その日観た映画や、演劇をはじめとした舞台公演に、ちょっとした感想でも。

突破口!

突破口! [DVD]
米/’73年製作/ドン・シーゲル監督


片田舎の銀行を狙う強盗集団が裏の金を偶然に手にしたことで警察とマフィアに追われる。
自営業のような勤勉さで強盗稼業にいそしむ主人公をどのポジションから観ればいいのか少し戸惑いつつ、でも物語が進むにつれて自然とわかってくるのは巧い。さくっと最愛の妻が死んでしまう冒頭とそこからの波乱の展開はミステリー小説さながらの練り具合で見応えありです。スカッとするようでなんか重たい、複雑な観後感でした。
ウォルター・マッソーはいつ見ても浦沢直樹の漫画に出てくるキャラクターにしかみえない。

劇場版 鬼滅の刃 無限列車編

劇場版「鬼滅の刃」無限列車編(通常版) [DVD]
日本/’20年製作/外崎春雄監督


鬼が出ると噂される列車に乗り込んだ鬼殺隊の面々が死闘を繰り広げる。
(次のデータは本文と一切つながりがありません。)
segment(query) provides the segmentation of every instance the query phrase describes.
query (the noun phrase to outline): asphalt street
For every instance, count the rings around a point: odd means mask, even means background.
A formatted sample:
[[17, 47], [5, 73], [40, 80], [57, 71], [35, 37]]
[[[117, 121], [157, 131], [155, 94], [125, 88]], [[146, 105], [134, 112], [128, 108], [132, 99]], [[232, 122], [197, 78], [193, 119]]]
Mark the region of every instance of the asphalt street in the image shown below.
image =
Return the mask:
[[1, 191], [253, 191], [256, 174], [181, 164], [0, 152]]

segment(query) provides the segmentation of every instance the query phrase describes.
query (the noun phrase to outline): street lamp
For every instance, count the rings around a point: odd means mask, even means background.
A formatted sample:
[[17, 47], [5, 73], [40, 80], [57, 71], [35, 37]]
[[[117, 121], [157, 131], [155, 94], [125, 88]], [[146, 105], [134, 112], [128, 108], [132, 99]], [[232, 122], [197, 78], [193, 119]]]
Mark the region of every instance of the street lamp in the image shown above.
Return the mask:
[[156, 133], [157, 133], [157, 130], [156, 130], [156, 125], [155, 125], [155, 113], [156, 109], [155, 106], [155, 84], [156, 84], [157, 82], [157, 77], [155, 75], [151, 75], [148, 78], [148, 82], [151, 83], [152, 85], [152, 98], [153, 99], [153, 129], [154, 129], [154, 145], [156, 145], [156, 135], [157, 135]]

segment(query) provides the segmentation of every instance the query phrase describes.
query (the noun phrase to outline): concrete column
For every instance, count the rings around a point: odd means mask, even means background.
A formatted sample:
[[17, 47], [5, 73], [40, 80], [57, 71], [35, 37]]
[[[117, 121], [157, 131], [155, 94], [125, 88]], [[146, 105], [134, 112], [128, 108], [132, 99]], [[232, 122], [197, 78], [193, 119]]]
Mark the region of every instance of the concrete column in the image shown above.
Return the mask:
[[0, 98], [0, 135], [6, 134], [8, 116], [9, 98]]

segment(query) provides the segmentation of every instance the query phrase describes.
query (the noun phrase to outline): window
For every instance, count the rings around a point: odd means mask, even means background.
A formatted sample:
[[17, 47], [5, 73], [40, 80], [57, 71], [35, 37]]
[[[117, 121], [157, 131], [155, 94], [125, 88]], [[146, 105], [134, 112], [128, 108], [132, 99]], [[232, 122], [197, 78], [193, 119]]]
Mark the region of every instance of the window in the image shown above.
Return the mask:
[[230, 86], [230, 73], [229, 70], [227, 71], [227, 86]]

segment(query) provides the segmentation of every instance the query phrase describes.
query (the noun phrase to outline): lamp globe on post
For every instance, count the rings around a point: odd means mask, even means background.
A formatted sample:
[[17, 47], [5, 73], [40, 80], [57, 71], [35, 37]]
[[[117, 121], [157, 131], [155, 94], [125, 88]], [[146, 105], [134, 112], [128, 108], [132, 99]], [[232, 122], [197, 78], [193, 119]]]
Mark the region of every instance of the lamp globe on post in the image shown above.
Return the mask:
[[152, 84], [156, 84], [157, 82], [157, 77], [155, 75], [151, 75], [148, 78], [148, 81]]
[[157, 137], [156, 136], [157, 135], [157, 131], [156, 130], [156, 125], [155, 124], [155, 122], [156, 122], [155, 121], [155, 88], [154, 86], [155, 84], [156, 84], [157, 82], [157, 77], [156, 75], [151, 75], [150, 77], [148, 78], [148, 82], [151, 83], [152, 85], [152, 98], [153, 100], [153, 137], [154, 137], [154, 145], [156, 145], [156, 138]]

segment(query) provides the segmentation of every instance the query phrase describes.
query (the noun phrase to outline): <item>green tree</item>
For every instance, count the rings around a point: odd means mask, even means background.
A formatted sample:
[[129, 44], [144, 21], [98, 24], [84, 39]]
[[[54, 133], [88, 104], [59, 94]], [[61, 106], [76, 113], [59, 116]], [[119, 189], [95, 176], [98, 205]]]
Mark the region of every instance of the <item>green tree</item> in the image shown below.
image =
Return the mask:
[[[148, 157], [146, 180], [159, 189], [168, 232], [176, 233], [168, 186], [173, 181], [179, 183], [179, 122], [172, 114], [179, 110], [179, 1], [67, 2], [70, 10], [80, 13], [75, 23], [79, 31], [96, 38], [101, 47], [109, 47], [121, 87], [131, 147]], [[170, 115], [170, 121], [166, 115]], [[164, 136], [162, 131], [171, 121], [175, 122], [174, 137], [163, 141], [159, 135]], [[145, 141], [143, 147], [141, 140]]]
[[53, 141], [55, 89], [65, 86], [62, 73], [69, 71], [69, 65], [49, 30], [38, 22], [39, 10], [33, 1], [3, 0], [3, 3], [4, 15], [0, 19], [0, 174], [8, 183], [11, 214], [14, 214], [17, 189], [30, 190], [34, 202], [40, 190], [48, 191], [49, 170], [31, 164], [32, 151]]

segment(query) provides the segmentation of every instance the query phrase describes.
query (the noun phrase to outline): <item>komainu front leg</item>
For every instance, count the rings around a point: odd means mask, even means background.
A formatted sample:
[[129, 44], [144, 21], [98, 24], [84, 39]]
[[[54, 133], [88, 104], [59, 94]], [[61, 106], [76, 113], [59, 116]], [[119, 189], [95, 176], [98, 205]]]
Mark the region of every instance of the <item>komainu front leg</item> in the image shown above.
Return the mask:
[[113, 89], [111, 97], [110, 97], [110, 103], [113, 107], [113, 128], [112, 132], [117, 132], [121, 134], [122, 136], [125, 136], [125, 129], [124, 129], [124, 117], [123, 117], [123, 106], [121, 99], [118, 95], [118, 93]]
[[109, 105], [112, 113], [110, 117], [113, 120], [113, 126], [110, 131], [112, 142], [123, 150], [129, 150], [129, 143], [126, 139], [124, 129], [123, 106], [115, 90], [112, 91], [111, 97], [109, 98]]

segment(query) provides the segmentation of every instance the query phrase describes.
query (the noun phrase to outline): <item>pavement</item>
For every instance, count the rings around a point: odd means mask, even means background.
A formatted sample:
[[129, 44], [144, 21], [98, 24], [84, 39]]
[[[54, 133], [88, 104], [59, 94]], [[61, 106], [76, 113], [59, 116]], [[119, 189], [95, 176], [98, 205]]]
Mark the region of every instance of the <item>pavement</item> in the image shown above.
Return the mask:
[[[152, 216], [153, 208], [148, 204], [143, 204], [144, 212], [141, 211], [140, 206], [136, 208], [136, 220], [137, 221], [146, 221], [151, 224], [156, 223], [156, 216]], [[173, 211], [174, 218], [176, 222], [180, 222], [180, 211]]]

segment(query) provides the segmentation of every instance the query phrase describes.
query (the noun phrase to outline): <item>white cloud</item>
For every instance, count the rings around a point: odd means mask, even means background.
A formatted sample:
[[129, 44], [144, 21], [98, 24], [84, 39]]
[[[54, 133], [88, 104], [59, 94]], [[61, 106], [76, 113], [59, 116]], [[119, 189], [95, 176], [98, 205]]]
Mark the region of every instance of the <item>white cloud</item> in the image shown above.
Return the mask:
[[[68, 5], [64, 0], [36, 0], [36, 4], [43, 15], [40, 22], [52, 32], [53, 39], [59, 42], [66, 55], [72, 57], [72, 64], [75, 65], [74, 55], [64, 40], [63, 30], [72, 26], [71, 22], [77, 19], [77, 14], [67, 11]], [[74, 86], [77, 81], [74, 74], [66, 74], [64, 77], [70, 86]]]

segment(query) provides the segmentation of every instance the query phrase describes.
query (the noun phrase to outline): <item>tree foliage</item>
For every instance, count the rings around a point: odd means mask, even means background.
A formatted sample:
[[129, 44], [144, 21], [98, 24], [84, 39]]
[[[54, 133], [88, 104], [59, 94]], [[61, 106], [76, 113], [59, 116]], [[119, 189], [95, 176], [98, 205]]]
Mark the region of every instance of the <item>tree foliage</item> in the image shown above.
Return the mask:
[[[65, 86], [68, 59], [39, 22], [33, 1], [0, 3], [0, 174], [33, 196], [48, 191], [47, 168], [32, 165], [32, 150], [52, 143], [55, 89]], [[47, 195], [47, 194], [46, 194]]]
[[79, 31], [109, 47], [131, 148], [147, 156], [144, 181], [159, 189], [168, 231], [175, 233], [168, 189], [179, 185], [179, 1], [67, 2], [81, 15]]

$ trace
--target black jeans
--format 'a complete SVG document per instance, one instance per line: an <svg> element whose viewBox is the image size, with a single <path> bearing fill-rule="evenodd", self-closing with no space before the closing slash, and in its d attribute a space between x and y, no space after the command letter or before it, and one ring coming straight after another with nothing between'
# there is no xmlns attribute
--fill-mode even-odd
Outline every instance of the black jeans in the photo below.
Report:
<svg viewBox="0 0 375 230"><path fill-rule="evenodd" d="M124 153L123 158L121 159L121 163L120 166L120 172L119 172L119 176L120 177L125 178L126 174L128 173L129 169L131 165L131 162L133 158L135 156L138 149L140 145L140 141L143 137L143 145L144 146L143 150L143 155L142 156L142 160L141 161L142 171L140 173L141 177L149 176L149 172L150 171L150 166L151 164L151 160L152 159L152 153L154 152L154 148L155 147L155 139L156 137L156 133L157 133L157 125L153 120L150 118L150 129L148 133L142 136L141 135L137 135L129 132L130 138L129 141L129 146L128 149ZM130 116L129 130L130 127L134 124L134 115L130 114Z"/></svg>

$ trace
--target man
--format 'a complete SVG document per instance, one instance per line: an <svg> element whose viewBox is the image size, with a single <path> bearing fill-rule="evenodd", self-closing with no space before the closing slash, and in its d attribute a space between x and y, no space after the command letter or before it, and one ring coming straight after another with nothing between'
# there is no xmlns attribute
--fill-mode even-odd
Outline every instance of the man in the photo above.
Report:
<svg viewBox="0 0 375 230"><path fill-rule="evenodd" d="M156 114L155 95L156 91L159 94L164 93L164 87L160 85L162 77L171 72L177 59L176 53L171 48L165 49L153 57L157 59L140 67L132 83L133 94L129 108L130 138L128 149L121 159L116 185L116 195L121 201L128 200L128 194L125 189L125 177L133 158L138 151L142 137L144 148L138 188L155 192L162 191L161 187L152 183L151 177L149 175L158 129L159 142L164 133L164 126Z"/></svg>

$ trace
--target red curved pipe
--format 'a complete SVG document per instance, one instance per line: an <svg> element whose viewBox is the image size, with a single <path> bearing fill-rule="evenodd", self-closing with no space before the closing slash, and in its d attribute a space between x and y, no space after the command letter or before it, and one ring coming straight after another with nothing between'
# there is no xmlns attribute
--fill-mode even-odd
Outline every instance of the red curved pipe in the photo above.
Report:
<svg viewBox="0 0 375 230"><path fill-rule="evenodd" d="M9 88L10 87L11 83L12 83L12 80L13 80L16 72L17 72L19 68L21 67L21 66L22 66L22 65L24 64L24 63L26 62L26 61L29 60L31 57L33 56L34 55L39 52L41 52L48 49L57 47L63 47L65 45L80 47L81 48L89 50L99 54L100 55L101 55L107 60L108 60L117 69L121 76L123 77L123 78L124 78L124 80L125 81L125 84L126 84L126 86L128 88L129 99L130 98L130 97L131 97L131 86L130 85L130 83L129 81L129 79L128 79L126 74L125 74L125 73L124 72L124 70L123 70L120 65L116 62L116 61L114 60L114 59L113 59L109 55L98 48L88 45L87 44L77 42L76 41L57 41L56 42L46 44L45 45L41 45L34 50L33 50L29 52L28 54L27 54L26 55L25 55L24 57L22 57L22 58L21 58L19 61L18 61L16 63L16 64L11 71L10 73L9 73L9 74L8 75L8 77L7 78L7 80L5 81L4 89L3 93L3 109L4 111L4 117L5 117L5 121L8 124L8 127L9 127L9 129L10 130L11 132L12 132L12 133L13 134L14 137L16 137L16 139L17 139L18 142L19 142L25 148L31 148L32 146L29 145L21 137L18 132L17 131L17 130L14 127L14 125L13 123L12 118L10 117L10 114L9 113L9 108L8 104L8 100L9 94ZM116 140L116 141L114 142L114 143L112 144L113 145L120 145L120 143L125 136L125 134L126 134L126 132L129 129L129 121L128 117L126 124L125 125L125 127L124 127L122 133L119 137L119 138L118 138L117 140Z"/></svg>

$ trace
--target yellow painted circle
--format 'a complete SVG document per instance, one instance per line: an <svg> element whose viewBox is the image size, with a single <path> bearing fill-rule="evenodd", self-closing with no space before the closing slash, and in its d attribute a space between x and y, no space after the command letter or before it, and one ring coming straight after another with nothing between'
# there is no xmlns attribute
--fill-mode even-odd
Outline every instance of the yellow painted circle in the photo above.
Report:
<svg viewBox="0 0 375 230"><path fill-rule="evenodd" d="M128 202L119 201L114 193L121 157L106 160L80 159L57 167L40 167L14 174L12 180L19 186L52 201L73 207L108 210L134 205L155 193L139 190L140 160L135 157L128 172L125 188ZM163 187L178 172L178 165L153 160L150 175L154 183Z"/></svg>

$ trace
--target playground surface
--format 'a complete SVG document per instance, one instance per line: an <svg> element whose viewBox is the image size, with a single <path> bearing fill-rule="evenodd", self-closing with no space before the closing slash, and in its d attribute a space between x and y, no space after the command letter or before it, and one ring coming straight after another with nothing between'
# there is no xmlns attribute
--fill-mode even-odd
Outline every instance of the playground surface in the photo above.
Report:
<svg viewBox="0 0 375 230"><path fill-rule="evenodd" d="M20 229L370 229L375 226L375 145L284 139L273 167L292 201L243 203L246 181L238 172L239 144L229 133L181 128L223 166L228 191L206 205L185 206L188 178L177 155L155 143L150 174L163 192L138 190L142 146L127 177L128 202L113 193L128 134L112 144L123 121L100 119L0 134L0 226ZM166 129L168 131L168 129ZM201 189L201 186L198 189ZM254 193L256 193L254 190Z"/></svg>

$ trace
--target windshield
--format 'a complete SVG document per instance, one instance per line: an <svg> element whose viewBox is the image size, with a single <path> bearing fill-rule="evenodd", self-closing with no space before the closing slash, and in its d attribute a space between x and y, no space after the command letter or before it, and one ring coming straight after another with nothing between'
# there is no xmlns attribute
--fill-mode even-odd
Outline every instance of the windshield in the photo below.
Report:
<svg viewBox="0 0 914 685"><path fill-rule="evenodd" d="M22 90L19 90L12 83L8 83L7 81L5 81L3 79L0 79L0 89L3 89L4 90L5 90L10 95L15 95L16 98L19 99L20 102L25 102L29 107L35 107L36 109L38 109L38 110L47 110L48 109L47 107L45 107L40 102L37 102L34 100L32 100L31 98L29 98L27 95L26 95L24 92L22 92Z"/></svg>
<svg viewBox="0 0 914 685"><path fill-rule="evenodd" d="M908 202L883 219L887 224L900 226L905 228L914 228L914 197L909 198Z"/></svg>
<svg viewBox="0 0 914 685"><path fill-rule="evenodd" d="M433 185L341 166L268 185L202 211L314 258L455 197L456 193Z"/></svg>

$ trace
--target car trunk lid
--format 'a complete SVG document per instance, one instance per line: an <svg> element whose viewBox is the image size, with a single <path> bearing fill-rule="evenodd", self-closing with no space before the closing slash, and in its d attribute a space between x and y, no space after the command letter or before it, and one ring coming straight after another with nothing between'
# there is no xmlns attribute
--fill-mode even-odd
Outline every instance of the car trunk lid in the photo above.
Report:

漫画を原作とし、歴代興行収入を塗り替えた記念碑的なアニメーション映画です。
原作未履修(実際には漫画の第1巻だけ読んでいます)で、よくわからないところは多々ありましたが、思いのほか楽しく観ることができ、評価された理由はちゃんと作品にあるんだと納得しました。列車の敵を倒した後の展開はきっと筋を追うためには必要なんだろうけど、作品としては蛇足でした。が、きっとそのような視点で観ている人はいないでしょう。
主人公の声に花江夏樹

3人のゴースト

3人のゴースト [DVD]
米/’88年製作/リチャード・ドナー監督


テレビ局の一大プロジェクトを仕掛ける傲慢な社長が3人のゴーストにより己を見つめ直す。
ディケンズのクリスマスキャロルの生放送ドラマを製作しながら、自身も同じ目に合う入れ子構造のストーリー。ラストシーンは何が何やらだし、全体的に古めかしいアメリカンコメディではあるものの、とりあえずおおらかで良し。この映画を観て「そうだ生き方は変えられるんだ、クリスマス万歳!」となる人がいたら見てみたいものだけれど。
ビル・マーレイだから耐えられたようなもの。

台風クラブ

台風クラブ
日本/’85年製作/相米慎二監督


台風が近づく中学校で、生徒たちの胸がざわめく一夜を描く。
時代性と普遍性が織り交ざっていて、そりゃ公開当時はカルト的人気を得るだろうなと納得。思春期特有の閉塞感を物理的にも精神的にも描ききり、「自分はなにかしら特別な存在のはず」と思っている人に突き刺さる(または抉る)一方で、「特別な存在は自分とは別のやつ」と思うタイプは観ていてしんどいかもしれません。
三上祐一と工藤夕貴。彼らを通り過ぎた三浦友和の存在感たるや。

最高の人生の見つけ方

最高の人生の見つけ方 (字幕版)
米/’07年製作/ロブ・ライナー監督


余命半年で巡り合った2人がやり残したことをやるなかで最高の人生を見つけていく。
良く出来た、言い換えれば出来過ぎたストーリーで一歩間違えれば陳腐になってしまうところを、最高の役者2人を揃えたことでリアルとファンタジーが絶妙なバランスを保ちながら走り切る。身勝手な言い分も多いけれど、最期くらい身勝手でいさせてあげたいし、ハメを外すなら振り切ってしまった方がいいんだなと変なところで納得しました。